J.B. Hunt (No. 4 in the CCJ Top 250) is the latest carrier to become entangled in legal issues surrounding California’s meal and rest break laws, among other labor laws mostly isolated in the state. Hunt has agreed to pay $15 million to settle a class-action lawsuit with certain intermodal and regional drivers employed in California between November 2003 and December 2018. According to court documents, the class of plaintiffs could total as many as 11,000 drivers.
The case, now more than 10 years old, was brought by drivers who claim the carrier violated California labor laws by not providing meal breaks and paid rest breaks (required by California law) and that it didn’t pay drivers minimum wage for all time worked.

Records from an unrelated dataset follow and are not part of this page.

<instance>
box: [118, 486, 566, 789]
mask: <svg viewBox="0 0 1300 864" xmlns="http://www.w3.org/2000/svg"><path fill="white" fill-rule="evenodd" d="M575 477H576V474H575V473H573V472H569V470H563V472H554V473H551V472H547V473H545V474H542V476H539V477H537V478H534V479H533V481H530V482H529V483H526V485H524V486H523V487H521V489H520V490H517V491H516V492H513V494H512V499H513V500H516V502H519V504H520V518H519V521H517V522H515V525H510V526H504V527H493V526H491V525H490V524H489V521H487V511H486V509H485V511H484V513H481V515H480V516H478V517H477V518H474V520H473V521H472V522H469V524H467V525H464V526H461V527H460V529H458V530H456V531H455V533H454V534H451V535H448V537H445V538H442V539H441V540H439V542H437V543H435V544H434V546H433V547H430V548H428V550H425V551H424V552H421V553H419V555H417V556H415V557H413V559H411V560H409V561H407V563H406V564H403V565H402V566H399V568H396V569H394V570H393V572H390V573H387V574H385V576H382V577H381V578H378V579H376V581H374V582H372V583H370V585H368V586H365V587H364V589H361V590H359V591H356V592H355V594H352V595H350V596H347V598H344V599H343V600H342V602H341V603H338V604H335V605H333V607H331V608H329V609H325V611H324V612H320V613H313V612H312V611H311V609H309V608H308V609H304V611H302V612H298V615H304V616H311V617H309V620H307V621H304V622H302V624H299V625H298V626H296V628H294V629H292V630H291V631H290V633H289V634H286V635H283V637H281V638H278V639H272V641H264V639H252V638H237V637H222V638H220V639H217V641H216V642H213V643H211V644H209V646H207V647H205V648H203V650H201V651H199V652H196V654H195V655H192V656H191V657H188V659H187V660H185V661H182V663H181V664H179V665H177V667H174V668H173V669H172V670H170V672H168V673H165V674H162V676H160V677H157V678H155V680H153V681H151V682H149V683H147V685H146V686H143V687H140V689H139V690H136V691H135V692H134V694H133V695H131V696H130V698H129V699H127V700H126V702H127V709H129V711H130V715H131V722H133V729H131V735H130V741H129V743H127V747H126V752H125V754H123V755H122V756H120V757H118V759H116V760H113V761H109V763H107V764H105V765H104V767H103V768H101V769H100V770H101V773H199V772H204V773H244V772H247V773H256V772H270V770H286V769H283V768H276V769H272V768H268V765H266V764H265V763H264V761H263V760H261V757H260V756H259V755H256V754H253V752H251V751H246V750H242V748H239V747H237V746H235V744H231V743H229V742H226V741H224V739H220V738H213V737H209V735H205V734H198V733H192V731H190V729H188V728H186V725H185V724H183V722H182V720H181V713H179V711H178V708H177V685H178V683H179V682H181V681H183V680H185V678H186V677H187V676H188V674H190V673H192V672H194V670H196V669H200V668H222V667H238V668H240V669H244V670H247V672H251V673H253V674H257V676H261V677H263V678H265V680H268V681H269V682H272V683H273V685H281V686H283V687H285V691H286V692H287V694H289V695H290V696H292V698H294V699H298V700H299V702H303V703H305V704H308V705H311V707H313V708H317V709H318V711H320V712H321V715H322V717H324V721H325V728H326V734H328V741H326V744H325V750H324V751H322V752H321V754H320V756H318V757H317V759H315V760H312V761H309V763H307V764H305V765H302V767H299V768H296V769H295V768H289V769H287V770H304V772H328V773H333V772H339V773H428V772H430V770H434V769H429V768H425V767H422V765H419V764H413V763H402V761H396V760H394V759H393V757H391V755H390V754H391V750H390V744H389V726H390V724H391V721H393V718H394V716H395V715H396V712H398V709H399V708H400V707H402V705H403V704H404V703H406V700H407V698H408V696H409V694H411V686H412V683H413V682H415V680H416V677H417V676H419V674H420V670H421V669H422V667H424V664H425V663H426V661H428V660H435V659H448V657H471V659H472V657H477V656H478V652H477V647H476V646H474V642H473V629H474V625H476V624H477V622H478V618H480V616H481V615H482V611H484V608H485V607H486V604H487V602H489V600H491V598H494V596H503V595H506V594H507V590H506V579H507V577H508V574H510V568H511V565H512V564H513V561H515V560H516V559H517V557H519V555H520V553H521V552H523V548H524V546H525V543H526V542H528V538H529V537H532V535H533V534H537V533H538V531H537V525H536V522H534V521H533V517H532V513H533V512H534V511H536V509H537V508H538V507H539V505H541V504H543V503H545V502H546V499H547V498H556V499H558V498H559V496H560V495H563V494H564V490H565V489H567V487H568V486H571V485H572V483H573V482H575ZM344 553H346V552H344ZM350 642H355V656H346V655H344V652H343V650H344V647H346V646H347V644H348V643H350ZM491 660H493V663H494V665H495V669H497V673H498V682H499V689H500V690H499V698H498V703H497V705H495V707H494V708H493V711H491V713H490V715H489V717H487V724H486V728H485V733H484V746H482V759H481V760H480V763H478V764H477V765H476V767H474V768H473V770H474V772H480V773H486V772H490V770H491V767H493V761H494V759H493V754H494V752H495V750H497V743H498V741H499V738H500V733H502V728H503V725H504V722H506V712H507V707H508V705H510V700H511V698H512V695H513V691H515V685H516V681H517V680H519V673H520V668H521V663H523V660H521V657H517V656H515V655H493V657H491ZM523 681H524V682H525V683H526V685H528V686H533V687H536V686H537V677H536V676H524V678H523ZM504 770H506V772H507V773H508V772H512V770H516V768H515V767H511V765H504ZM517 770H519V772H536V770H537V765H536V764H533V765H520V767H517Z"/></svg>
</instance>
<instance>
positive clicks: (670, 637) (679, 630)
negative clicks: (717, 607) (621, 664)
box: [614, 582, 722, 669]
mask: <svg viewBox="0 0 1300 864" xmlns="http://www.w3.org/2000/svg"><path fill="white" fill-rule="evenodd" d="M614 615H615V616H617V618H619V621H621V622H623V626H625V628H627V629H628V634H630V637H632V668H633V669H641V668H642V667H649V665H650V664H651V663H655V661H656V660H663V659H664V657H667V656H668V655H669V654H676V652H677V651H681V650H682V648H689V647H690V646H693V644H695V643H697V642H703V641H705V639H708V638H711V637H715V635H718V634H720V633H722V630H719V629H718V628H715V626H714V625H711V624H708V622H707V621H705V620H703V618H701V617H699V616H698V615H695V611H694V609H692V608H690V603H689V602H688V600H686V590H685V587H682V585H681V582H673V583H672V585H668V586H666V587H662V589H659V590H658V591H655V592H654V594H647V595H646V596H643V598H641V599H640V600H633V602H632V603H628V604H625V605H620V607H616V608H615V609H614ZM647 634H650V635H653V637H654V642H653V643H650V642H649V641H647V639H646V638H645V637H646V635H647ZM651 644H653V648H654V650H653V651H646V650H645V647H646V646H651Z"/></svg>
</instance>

The case is the latest to involve California’s rest break laws. Groups like the American Trucking Associations and the Western State Trucking Association have actively sought to have trucking companies exempt from those rules, arguing they represent a conflict with federal law and have opened the door to questionable lawsuits against carriers — such as this one against J.B. Hunt.
Hunt appealed the case to the U.S. Supreme Court this year, but the court declined to hear it.
The carrier did not immediately respond to inquiries by CCJ about the settlement. This story will be updated with their response if it becomes available.
The case against J.B. Hunt, Ortega v. J.B. Hunt, was originally filed in 2007. The class-action litigation sought back pay for J.B. Hunt drivers who were not awarded meal and rest breaks by the carrier and who were not paid for non-driving tasks.